Speaking of equipment and failure, one of the most useful things to do to get ready for the upcoming season is to make the effort to maintain and prepare every piece of kit in your dive locker while there’s some slack time.
In addition to making arrangements for tanks, regulators, and anything else that requires at least an annual check by a factory certified or qualified tech, this is a great time to cast a critical eye over every o-ring, hose, valve and connector on your rig (even cave line, cable ties and the like need replacing occasionally). Replace anything that looks worse for wear, lubricate everything that needs it, and get the voltmeter out to check on batteries and fuel cells to find out how well they’ve done on their holidays.
Finally, if you do not currently use a checklist to help your gear assembly, gear packing, and pre-dive procedures, consider developing one, or download ours here >SDI-Diver-Checklist. The value of a physical checklist to aid CCR divers has been well-documented and well-promoted following Rebreather Forum 3.0 held in Orlando last May, and now several technical diving professionals are calling for open-circuit divers to follow suit.
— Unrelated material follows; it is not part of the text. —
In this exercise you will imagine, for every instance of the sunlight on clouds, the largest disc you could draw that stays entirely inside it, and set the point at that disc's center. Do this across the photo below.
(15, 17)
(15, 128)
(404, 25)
The TDI pre-dive check, START*, goes part-way to meeting a basic need, but there is value in creating a personal checklist for packing and assembly now during a dry spell to help eliminate that sinking feeling when you arrive at a dive site missing a vital piece of kit. Even something as simple as making a note of the basic hand-signals used in technical diving, and having that as a printout to share with your buddies, would be a smart move.
A smart man once said that the secrets to success are to Plan, to Organize, to Check and Check Again. And as simple as that may sound, it’s a great policy to adopt if you’re looking for the simplest way to get yourself and your kit ready to take advantage of what looks like the best year ever for great diving.
Dive safe and dive often!
*START is an acronym developed by TDI to remind divers to check: S-DRILL including a check to make sure that ALL regulators and inflators work, no hoses are trapped, everything is connected, and there are no bubbles where bubbles do not belong; TEAM, which is about team readiness and understanding of the full dive plan; AIR, which means gas volumes, gas limits and gas toxicity have all been taken into account; ROUTE, which is not just a call to identify safe entry and exit points, but also to plan the dive around a series of waypoints to help keep it on course; and TIME, which is a final check on the dive and ascent schedule as well as contingencies.